When Marine Thomas saw this second tank, with Abramov hanging from its main gun, moving slowly away east of the mad bird dog tank that was busily sniffing in the reeds beyond the minefield, she estimated the distance between it and her to be about a mile, though in the downpour that obscured lenses and made a constant hiss in the reeds it was difficult to gauge, even using the scope’s range finder. But she knew she had to move, the cold in her bones now making her feel, she imagined, like her great- grandfather who suffered 24/7 from the curse of fibromyalgia, from the despair of which nothing short of narcotic painkillers and the Good Book could help him. Every bone in her body was heavy with the ague, every muscle taut with strain, only one more disposable “jab” of morphine left. She forced herself to think of the second evac wave, which would surely be back within the hour. Please, God.

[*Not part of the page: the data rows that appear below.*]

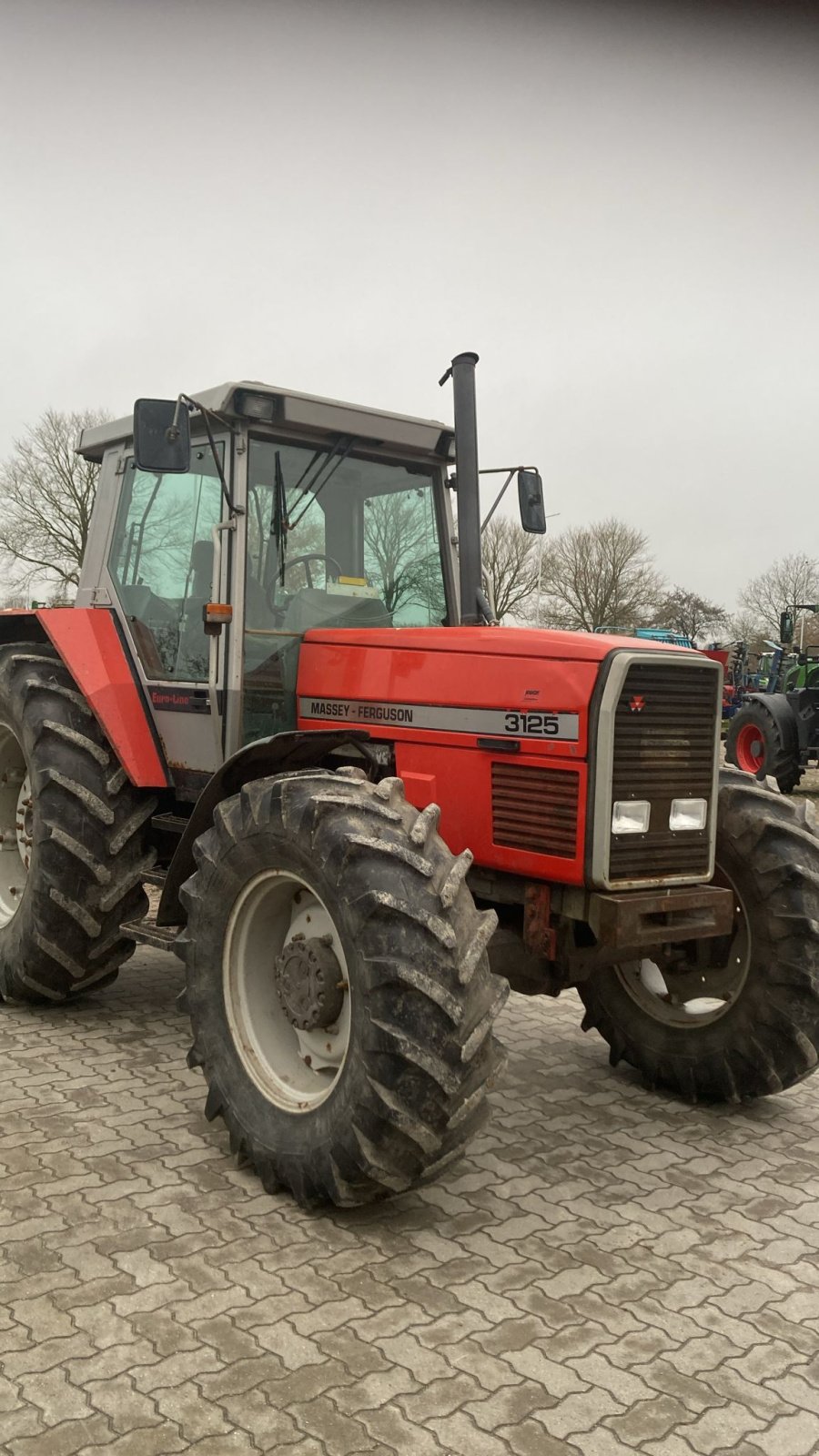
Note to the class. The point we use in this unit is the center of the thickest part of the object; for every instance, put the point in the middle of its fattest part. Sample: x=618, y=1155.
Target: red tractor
x=281, y=695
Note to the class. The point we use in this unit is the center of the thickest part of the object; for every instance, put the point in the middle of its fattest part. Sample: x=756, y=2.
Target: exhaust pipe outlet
x=462, y=370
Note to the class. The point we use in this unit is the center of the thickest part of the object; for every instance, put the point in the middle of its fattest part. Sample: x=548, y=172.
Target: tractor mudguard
x=780, y=710
x=87, y=640
x=283, y=753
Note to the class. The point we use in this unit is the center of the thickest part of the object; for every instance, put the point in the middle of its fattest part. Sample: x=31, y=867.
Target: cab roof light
x=251, y=405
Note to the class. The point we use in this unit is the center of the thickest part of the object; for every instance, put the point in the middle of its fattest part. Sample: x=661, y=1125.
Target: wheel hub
x=691, y=992
x=309, y=982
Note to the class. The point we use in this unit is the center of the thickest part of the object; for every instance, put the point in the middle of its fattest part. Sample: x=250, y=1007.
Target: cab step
x=146, y=932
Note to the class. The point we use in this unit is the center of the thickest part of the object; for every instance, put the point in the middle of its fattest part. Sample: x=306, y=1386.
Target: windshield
x=350, y=529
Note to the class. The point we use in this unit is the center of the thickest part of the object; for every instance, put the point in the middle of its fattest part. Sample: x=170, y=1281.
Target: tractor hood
x=531, y=642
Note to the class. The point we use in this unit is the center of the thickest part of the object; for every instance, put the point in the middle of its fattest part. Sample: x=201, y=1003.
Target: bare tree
x=46, y=499
x=511, y=561
x=745, y=626
x=789, y=581
x=599, y=575
x=401, y=552
x=690, y=615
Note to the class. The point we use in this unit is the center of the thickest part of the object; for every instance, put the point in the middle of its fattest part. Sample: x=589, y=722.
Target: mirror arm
x=206, y=415
x=499, y=497
x=511, y=470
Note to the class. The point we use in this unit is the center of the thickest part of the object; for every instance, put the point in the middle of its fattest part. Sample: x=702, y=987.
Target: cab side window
x=162, y=564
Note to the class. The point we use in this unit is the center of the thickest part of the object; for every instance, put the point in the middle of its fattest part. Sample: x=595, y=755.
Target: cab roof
x=286, y=410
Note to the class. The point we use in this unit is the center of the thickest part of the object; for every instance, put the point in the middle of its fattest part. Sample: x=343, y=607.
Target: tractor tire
x=72, y=829
x=339, y=987
x=755, y=744
x=742, y=1023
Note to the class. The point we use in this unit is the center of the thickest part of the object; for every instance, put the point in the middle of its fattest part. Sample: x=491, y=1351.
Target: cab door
x=165, y=561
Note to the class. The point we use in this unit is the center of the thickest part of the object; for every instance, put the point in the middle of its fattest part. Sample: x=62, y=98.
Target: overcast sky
x=617, y=207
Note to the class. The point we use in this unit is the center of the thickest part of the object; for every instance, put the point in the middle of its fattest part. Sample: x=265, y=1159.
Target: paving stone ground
x=608, y=1271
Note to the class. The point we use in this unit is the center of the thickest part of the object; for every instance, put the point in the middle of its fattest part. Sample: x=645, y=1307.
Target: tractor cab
x=288, y=513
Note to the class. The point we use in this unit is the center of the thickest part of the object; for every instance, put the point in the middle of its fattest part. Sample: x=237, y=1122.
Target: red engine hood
x=569, y=647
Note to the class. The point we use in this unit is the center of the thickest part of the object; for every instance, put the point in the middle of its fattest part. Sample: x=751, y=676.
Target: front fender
x=87, y=640
x=283, y=753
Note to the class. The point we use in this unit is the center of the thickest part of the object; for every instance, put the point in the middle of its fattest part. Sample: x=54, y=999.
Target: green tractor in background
x=775, y=733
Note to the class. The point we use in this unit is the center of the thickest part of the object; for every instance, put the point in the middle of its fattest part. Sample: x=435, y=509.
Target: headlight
x=632, y=815
x=688, y=814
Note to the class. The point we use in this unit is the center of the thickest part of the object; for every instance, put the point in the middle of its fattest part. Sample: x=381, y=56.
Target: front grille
x=663, y=750
x=535, y=808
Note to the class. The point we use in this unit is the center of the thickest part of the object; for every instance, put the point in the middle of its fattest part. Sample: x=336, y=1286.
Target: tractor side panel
x=91, y=647
x=472, y=733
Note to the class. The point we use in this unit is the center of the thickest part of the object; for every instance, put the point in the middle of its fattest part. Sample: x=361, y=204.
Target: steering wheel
x=303, y=561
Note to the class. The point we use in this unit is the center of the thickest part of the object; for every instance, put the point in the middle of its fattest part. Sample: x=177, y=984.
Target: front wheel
x=339, y=986
x=755, y=744
x=738, y=1016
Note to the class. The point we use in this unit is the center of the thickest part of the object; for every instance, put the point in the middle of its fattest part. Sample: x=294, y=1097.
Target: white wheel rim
x=295, y=1069
x=16, y=824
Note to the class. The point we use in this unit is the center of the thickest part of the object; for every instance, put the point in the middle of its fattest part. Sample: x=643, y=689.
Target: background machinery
x=775, y=732
x=281, y=695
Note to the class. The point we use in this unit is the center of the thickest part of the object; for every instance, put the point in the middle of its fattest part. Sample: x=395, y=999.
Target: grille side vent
x=535, y=808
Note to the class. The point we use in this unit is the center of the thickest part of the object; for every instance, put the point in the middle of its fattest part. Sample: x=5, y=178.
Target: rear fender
x=92, y=650
x=283, y=753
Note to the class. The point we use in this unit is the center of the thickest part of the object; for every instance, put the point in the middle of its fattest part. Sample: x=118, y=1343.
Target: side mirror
x=162, y=436
x=785, y=628
x=531, y=501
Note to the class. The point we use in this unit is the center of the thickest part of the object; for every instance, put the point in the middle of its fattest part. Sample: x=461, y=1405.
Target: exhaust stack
x=462, y=370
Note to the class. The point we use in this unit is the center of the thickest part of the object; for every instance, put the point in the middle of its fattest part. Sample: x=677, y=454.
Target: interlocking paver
x=608, y=1271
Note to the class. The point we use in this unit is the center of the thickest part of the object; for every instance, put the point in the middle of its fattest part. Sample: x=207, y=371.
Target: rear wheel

As dusk settled on this strangely beautiful but, for Melissa, godforsaken, reed-world west of the huge lake, she remembered the SpecWar guy Aussie Lewis telling her it was nearly four times bigger than Oahu, and she remembered stepping off the plane there and how warm it was, before the marines began their long haul to Japan. She was starting to drift; for a blessed moment her pain-racked brain was able to conjure up the fragrant kiss of the trade winds, the sound of crashing, lacy surf, and the sun of those blessed, healing isles.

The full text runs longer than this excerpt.